Con el tiempo, la ansiedad comenzó a nivelarse, como así también los conflictos interpersonales. Cada día, las personas pensaron menos en el virus. Ejercitaron más. “Puede ser que nos estemos acostumbrando a esto”, reflexiona Kuczynski. Pero luego el estrés volvió a subir el día en el que el gobernador de Washington extendió la obligación estatal de quedarse en casa hasta principios de mayo.
Sin embargo, pese a todo y a pesar de la tendencia generalmente positiva, una significativa minoría ha estado sufriendo ansiedad debilitante y picos de tristeza. “Preguntamos ‘¿Cuán solo te sientes en una escala de 0 a 10?’”, dijo Kanter. A principios de abril, el promedio estaba solo alrededor del 3. Pero, todos los días, hay personas que responden 0 y otras 10.
A Kanter esto lo angustiaba. Su interés inicial en esta investigación era modesto. Esperaba identificar a quién le iba bien, quién luchaba contra la situación y averiguar el porqué.
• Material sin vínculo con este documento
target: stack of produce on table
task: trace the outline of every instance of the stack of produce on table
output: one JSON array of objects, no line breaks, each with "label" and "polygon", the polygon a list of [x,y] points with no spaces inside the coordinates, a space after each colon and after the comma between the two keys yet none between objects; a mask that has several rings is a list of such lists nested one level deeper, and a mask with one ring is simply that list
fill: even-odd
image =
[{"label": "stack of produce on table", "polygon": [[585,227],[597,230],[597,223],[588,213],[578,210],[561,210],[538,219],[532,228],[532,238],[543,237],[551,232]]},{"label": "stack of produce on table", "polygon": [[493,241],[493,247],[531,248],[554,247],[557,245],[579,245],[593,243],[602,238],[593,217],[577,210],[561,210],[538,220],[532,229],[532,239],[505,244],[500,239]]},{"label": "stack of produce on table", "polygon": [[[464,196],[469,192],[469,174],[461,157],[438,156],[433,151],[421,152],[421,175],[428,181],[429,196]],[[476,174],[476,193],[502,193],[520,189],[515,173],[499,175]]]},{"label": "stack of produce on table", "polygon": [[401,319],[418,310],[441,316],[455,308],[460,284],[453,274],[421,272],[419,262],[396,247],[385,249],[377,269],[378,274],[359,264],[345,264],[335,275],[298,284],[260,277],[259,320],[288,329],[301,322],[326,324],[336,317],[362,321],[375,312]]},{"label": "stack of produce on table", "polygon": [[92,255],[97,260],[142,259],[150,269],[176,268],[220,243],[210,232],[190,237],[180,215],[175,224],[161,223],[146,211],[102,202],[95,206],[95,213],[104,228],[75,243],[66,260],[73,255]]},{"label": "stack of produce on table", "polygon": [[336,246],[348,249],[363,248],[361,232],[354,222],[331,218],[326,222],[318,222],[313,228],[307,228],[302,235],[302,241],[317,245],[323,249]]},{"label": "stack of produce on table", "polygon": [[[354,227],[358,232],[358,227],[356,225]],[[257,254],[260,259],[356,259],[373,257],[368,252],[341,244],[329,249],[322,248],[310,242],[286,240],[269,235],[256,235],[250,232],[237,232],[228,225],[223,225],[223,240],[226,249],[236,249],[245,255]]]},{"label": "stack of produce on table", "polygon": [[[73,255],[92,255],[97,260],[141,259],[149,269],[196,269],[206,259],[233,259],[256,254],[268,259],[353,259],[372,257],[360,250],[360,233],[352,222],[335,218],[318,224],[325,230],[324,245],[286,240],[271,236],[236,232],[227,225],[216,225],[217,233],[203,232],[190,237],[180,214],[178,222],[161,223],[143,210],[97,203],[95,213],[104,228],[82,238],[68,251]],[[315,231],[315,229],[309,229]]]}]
Hoy, su horizonte ha cambiado. La semana pasada, comenzó un nuevo proyecto diseñado, en parte, para aprender si había alguna manera de aliviar dicho sufrimiento. Planea llevar a cabo una encuesta similar a nivel nacional durante cuatro semanas, pero, esta vez, en las semanas dos y tres, la mitad de los participantes recibirán un mensaje de texto diario con consejos basados en pruebas sobre bienestar.
Algunos serán sencillos— como ejercicios de respiración, sugerencias para expresar gratitud o comunicarse con amigos. Otras respuestas requerirán mayor participación y ofrecerán enlaces a páginas web con información más detallada. En algunos casos, hasta instará a las personas a que se asocien a otras para contestar una serie estándar de 36 preguntas diseñadas para acercar a las personas comenzando con: “Teniendo la posibilidad de elegir a cualquiera, ¿con quién querrías compartir una cena?”.
“Para muchas personas, sus interacciones y conexiones sociales normales han sido alteradas, y la soledad y la desconexión social son una preocupación, además de una realidad”, explica Kanter. “Esperamos reconectar a las personas con los pasos de baile básicos de las relaciones y las conexiones de hoy”.